Behavior problem solving is much different than skill work. Behaviors that are undesirable often stem from fear, anxiety, are deeply rooted by reinforcement histories, by past trauma, genetic predisposition, or past experiences in our dogs. These issues are often engrained in a dog’s behavioral repertoire and need to be addressed not by skill work (sit/down/stand/come) but by integrating behavior change procedures that change an underlying emotional response. A plan that addresses not only the behavior problem itself but also your dog’s emotional well-being is part of the bigger solution.
Behavior work is conducted by Heather Mishefske, the owner of emBARK, and also one of 12 Certified Canine Behavior Consultants (CBCC-KA) in the state of Wisconsin. Certified by the Certification Council of Professional Dog Trainers, this credential is limited to those who have a deep understanding of learning theory, applied behavior analysis, ethology, canine body language, implementation of conditioning procedures, changes in new research, and the science of behavior and learning. Heather utilizes only science-based approaches in crafting a behavior plan for your dog.
Behavior work at emBARK also follows the gold standards aligning with the American Veterinary Medical Association (AVMA), the American Animal Hospital Association (AAHA), the American Veterinary Society of Animal Behavior (AVSAB), and The American College of Veterinary Behaviorists (ACVB). We use force-free methods and advocate for your dog’s well-being as part of this program, as well as maintain continuing education requirements to ensure that we are developing a plan for your dog with the most progressive approaches.

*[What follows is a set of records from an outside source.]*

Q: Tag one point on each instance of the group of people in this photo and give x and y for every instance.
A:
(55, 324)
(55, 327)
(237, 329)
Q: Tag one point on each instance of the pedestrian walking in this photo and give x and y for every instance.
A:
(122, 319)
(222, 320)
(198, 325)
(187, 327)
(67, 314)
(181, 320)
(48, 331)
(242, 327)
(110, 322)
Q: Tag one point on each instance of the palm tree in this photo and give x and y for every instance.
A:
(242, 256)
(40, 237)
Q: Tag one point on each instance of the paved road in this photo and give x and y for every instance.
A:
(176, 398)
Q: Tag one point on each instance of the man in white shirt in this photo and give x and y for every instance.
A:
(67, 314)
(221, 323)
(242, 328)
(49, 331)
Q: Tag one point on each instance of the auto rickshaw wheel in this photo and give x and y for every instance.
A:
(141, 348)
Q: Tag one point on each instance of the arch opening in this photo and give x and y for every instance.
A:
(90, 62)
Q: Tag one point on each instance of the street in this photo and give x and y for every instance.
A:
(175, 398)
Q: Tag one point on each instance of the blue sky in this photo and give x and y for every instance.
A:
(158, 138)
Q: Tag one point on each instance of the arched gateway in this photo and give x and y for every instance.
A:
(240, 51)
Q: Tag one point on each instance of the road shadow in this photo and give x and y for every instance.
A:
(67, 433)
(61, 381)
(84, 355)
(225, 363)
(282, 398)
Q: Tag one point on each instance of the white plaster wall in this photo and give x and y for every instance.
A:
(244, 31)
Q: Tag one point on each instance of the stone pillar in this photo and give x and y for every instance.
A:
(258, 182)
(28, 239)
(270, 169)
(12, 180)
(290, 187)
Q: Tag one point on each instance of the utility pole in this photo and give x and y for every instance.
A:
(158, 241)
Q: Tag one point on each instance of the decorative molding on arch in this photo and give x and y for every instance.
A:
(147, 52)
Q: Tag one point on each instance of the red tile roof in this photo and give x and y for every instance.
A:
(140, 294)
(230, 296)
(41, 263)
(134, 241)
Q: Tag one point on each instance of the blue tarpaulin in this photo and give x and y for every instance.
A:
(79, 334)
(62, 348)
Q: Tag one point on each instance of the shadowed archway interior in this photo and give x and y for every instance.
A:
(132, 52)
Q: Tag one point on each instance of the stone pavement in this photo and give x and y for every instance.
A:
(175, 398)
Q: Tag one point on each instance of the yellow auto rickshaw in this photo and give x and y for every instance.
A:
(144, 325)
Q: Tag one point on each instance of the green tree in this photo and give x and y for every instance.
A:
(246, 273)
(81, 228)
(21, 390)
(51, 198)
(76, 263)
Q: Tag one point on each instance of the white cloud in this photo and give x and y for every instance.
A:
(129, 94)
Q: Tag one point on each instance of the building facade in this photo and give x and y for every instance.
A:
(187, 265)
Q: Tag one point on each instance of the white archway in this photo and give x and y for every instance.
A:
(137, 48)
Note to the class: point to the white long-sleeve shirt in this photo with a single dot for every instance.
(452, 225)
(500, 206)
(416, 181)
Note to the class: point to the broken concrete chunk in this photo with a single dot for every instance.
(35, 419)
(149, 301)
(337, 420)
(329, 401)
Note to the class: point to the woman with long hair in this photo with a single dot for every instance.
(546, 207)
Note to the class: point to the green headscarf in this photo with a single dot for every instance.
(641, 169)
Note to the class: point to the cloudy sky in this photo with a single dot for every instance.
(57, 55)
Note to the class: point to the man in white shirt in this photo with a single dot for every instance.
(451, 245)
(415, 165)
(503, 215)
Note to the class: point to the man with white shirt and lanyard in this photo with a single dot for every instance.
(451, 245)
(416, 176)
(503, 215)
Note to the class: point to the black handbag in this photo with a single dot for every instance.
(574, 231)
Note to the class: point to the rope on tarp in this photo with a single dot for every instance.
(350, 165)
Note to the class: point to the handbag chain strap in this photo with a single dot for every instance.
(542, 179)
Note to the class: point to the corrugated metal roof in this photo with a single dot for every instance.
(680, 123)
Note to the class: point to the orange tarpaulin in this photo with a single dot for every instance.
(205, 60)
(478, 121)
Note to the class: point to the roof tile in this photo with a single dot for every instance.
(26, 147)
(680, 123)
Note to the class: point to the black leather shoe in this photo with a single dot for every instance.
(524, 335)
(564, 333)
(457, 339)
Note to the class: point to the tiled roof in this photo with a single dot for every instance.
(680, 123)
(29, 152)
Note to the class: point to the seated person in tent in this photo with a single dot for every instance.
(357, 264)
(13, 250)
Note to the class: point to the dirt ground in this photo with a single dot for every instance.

Her approach is multi-faceted and will involve homework on the human teacher part to begin to teach new behaviors to your dog and consider your dog’s emotional well-being as part of this plan. Remember that behavior modification is not something you do TO your dog, but something that you do WITH your dog. There are two learners in this equation. We will address both.
Issues that need behavior intervention plans are :
- Dog to dog directed aggression
- Dog to human directed aggression
- Intra-household aggression
- Resource Guarding (of food, toys, humans, objects, and spaces)
- Reactive behaviors on leash or off leash (see also our REACTIVE DOG CLASS in our class listings)
- Fearful or anxious behaviors
- Remedial potty training
- Prey drive issues
- Body Handling issues / Husbandry
- Separation Anxiety / Isolation Distress
- Cooperative Care and Husbandry Tasks
- Relationship building
Consultation are $115 per hour.
IN PERSON appointments are available here.
VIRTUAL appointments are available via Zoom here.
What to expect in a consultation?
- A review of your dog’s past history, not only limited to the problematic behavior.
- A review of your dog’s medical history. Part of our plan often involves the support of your veterinary team to ensure we are fully supporting your dog’s physical health as well.
- A review of your previous plan to change this behavior.
- An overview to teach you how dogs learn, how behaviors continue, and a look at why your dog continues to do this behavior. It’s important that you understand how your dog learns in order to be a good coach to change behavior.
- A review of body language and resources to help you understand how and when your dog exhibits stress.
- Ways to arrange your environment to make your learner successful.
- Resources on canine emotional well-being and how to think outside the box to create a plan and ways to allow your dog to decompress away from their triggers.
- Resources to reiterate our behavior plan and support your learning.
- A behavior plan to put into place individualized to your dog and environment.
- We do not use aversive equipment or any type of dominance theory in any of our programs. By signing a professional code of ethics in behavior consulting, we have committed to not use any prong, shock, electric, or metal collars in any capacity in any of our programs. The science is very clear that using aversives in training increases these problem behaviors, and we align our training with the best practices in veterinary behavior medicine.